Absolute Equality and Colorblindness

Reading Niebuhr (the compilation edited by D.B. Robertson entitled Love and Justice) I’ve come across much that has "made sense" to me around the concepts of love and justice.  Of course I’m not sure how Niebuhrian I am as I don’t agree with his fundamental principles of original sin and love for Jesus dying on the Cross.  Anyways…in thinking about the idea of Colorblindness, the notion that we have no meritious or meaningful value or function based upon our racial/cultural/ethnic "color", has always been troublesome for me.  I find it connected to Niebuhr’s understanding of equality, which he asserts is the regulative principle of justice, yet is an unworthy social goal in absolute terms. 

The ideal of equality is a valuable and necessary standard to hold over social inequalities and power disparities of all kinds, from those in family relations to those in interntional relations.  Absolute equality is not a meaningful social goal.  This is true because there are certain inevitable inequalities associated with function in society and because actual social institutions or historical circumstances make the abstract ideal meaningless when itis used in an "all or nothing" sense.

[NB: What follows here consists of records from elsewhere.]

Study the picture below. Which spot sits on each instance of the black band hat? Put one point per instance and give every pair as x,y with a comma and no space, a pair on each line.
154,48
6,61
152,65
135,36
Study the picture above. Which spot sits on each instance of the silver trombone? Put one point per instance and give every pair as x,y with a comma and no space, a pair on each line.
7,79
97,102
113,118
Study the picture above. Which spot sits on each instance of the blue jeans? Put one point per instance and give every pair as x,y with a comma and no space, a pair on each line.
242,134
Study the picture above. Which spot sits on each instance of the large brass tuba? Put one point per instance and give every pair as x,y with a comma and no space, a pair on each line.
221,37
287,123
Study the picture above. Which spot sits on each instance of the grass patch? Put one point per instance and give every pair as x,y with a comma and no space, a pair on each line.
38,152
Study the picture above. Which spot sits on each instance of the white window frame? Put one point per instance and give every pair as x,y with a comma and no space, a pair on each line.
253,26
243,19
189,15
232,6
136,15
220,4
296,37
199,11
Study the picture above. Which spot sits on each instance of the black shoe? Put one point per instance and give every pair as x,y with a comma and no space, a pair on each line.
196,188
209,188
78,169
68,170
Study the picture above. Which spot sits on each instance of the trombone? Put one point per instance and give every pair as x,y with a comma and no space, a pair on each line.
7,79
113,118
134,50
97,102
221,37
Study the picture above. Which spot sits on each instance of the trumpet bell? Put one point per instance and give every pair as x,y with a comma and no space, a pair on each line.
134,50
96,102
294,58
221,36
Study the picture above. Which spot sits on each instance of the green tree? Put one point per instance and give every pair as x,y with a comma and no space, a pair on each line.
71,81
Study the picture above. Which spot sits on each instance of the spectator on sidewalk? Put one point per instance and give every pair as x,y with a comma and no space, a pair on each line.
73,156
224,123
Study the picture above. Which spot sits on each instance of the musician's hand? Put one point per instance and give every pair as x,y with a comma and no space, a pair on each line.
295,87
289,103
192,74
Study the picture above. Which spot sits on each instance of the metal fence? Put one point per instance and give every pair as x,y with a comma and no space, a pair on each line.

Colorblindness does seem to fall into the "all or nothing" category when I’ve experienced the label used.  I think that there are degrees to which Colorblindess has an appropriate use, i.e. in the ways defined by our anti-discrimination laws, in fostering cross-cultural relations.  However absolute Colorblindess is not grounded in a realistic (so Niebuhrian!) understanding of societies history and practice around race and racism.